# [EVDL] Pid for a heater control?



## EVDL List (Jul 27, 2007)

I plan on doing the same thing. I figure if I maintain 160-180 F in 
the can, it should work fine. I plan on using a 230V, 1 phase 4 kW 
heater element. My pack voltage is 205V.



> chris stephens wrote:
> 
> >
> >
> ...


----------



## EVDL List (Jul 27, 2007)

> chris stephens wrote:
> > Has anyone tried using an industrial PID and SSR relay as a controller for
> > an electric heater? Ebay has boat loads of em between $30 and $200.
> >
> ...


----------



## EVDL List (Jul 27, 2007)

I just wanted to point out that MES sorted out these issues in their 
constant power DC fed EV heaters without mechanical relays inside. They 
cost what they cost for the reasons you describe, but people 
fundamentally see the heater as nothing more than just submerged in 
water heating element they have to turn on and off by something to 
maintain water temperature. I wish it was that simple, bit it's not.

This is not to promote the product I carry, this is just to say that 
designing a good reliable and save water heater is not as trivial as
may seem. These heaters have flow rate detectors, consider temp raise 
gradient, and whole bunch of safety checks. Made to OEM standards,
which hobbyists of course largely ignore as overkill, but the
point remains - while not rocket science, such heater it is not that 
simple to design and make right without good forethought and experience.

Victor



> Lee Hart wrote:
> > chris stephens wrote:
> >> Has anyone tried using an industrial PID and SSR relay as a controller for
> >> an electric heater? Ebay has boat loads of em between $30 and $200.
> ...


----------



## EVDL List (Jul 27, 2007)

10-4 thanks for the insight from both you and Lee's post a few days ago. (lee has helped me in more ways than one and much more than he realizes) It seemed like a grand idea at first. I didn't think about SSR failing on.

I'm using a rebuilt original ford heater and vent system and want to keep it thus water heater. I also have an electric valve from a BMW to redirect heated fluid to a battery heater system.


Stub

Sent from my Verizon Wireless BlackBerry

-----Original Message-----
From: Metric Mind <[email protected]>

Date: Mon, 13 Jul 2009 16:35:57 
To: Electric Vehicle Discussion List<[email protected]>
Subject: Re: [EVDL] Pid for a heater control?
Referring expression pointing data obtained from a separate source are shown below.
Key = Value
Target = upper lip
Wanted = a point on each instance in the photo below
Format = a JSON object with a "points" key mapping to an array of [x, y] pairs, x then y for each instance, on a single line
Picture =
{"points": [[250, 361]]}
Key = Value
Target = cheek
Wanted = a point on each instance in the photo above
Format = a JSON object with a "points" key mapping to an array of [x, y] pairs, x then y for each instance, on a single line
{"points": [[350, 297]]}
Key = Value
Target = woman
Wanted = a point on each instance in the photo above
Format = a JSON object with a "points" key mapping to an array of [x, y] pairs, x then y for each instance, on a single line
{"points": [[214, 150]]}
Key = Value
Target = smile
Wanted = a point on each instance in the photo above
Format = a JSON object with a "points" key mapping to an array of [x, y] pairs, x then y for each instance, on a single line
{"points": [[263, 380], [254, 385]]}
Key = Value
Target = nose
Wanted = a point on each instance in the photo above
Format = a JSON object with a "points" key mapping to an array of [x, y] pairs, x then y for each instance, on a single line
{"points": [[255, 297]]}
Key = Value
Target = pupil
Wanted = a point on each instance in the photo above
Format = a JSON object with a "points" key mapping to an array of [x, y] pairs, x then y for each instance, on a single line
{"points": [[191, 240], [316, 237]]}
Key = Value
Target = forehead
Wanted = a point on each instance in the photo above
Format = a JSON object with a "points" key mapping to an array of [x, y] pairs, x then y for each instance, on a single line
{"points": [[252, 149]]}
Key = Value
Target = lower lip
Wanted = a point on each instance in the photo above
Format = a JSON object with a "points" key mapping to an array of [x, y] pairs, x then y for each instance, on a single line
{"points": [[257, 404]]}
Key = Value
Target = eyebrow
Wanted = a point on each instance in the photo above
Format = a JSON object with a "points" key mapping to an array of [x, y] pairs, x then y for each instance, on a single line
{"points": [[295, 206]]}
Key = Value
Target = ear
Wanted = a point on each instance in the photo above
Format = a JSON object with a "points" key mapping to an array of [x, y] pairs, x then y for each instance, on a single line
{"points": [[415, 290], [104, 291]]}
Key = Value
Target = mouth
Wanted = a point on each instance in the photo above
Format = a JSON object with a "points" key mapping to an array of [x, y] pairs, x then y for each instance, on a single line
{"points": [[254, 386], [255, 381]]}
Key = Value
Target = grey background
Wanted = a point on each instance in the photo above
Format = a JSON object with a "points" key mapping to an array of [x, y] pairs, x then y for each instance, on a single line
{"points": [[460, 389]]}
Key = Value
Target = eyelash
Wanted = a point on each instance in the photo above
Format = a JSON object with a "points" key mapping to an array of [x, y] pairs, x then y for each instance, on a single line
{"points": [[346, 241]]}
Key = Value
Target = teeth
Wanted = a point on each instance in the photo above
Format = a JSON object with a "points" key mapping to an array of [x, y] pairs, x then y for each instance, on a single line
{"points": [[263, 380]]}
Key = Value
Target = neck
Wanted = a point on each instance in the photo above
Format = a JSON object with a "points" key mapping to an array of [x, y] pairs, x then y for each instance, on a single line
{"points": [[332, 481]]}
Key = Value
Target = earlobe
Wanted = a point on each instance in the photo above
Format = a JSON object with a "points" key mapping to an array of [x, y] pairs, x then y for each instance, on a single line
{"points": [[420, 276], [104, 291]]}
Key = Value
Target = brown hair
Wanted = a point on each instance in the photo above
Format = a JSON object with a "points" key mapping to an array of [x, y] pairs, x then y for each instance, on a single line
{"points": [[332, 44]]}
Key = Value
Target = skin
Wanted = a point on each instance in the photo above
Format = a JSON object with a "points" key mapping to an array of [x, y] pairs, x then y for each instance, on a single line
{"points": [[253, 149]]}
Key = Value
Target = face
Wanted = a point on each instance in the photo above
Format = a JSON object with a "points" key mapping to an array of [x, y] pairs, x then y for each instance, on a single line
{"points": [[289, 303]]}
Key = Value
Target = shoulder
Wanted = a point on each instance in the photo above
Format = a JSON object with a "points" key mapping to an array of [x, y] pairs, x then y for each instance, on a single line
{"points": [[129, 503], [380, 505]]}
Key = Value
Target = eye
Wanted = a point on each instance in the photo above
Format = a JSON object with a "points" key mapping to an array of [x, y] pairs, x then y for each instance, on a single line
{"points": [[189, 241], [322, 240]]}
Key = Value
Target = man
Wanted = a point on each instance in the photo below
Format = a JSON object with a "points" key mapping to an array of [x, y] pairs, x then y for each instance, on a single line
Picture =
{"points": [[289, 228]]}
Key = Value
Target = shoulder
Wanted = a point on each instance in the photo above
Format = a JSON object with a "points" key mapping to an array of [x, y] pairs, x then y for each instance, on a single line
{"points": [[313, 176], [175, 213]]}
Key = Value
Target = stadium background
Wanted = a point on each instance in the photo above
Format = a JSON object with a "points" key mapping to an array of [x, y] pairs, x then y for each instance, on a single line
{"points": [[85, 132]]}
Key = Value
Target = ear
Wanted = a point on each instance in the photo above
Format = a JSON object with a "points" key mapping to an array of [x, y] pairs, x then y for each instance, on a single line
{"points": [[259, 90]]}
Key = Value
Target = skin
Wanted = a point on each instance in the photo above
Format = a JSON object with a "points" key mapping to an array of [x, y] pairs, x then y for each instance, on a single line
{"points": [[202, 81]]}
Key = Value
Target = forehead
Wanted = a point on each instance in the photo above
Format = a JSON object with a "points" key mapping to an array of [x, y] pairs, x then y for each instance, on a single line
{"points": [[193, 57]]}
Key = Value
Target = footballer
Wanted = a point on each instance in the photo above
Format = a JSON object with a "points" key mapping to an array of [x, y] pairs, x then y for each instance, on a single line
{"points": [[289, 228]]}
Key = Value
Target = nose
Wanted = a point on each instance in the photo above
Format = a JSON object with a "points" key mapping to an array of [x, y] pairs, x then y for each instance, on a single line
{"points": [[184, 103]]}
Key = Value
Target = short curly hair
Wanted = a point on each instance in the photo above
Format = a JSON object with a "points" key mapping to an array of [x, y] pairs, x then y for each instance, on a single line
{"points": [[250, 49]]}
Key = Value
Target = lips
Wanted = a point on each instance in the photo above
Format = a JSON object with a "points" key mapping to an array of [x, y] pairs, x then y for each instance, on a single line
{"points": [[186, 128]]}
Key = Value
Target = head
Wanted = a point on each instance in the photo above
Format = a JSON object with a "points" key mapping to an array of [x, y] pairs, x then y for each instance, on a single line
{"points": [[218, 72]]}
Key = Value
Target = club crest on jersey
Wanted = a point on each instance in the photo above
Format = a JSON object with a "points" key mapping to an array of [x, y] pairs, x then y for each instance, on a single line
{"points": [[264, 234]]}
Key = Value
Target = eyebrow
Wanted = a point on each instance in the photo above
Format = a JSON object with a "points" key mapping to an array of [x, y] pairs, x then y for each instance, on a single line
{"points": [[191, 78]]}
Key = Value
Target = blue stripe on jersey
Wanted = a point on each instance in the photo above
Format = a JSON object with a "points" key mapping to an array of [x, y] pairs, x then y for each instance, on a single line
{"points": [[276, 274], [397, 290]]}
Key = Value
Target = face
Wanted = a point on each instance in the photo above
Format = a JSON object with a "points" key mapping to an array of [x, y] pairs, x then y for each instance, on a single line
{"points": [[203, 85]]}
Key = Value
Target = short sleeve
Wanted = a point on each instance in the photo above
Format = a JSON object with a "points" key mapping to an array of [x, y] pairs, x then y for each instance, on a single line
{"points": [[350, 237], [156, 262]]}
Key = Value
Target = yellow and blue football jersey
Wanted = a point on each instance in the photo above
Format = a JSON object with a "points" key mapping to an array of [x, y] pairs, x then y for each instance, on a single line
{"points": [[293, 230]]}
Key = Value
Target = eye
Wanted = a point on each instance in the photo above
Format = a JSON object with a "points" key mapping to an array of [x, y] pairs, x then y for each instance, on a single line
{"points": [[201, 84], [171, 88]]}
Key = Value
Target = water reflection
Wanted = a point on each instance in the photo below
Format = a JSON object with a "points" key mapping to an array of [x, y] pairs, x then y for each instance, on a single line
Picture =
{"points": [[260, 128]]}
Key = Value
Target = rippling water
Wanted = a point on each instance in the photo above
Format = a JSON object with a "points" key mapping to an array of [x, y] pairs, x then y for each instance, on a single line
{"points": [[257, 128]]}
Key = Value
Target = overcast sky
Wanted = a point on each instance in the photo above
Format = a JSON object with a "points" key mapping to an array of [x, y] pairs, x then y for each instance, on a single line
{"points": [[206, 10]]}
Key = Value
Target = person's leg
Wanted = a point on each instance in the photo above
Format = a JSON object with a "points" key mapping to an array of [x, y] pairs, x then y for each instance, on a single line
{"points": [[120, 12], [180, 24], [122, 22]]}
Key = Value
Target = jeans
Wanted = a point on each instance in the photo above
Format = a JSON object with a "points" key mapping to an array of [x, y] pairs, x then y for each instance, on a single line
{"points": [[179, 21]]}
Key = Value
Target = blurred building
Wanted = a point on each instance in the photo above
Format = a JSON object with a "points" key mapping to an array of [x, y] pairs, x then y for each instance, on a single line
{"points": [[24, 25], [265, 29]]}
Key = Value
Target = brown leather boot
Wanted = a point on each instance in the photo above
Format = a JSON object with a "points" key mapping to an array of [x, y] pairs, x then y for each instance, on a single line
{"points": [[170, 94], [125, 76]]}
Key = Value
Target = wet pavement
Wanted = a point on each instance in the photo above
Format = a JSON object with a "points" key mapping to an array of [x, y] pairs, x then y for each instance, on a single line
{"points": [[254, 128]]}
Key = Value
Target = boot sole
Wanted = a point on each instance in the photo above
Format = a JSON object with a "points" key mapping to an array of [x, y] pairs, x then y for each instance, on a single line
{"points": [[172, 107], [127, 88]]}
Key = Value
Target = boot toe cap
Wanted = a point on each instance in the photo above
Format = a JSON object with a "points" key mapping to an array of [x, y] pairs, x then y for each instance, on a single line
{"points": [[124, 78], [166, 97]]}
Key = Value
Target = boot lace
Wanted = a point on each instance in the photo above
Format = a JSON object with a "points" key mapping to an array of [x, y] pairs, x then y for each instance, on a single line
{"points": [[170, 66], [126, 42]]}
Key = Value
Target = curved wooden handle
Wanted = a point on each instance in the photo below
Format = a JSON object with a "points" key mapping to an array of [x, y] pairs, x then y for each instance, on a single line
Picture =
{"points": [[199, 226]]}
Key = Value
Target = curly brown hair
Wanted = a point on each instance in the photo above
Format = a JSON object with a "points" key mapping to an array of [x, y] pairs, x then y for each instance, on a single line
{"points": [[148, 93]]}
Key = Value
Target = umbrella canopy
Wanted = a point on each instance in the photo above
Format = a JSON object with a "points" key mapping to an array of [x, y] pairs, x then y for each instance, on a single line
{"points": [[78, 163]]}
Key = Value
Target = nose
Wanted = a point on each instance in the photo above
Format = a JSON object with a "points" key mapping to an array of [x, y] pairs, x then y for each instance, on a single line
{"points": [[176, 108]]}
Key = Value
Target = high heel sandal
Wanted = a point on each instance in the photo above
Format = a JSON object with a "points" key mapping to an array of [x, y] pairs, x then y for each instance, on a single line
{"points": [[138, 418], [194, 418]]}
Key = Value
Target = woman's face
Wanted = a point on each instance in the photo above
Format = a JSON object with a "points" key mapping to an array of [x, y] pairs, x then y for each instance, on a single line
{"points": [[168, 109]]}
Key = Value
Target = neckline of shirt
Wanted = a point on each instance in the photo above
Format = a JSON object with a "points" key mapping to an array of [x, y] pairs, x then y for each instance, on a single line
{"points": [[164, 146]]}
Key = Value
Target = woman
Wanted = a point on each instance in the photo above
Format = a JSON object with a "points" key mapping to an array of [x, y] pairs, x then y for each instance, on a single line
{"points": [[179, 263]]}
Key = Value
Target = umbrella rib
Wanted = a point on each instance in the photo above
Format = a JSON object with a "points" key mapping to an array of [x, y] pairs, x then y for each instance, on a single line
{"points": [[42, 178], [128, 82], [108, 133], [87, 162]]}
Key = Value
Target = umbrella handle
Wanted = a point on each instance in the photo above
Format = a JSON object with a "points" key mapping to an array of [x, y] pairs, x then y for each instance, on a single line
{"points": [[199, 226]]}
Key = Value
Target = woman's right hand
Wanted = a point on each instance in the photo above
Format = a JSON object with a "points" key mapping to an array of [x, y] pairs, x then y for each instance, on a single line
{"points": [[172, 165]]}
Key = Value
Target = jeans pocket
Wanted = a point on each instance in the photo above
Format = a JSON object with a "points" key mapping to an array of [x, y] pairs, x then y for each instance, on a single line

I just wanted to point out that MES sorted out these issues in their 
constant power DC fed EV heaters without mechanical relays inside. They 
cost what they cost for the reasons you describe, but people 
fundamentally see the heater as nothing more than just submerged in 
water heating element they have to turn on and off by something to 
maintain water temperature. I wish it was that simple, bit it's not.

This is not to promote the product I carry, this is just to say that 
designing a good reliable and save water heater is not as trivial as
may seem. These heaters have flow rate detectors, consider temp raise 
gradient, and whole bunch of safety checks. Made to OEM standards,
which hobbyists of course largely ignore as overkill, but the
point remains - while not rocket science, such heater it is not that 
simple to design and make right without good forethought and experience.

Victor



> Lee Hart wrote:
> > chris stephens wrote:
> >> Has anyone tried using an industrial PID and SSR relay as a controller for
> >> an electric heater? Ebay has boat loads of em between $30 and $200.
> ...


----------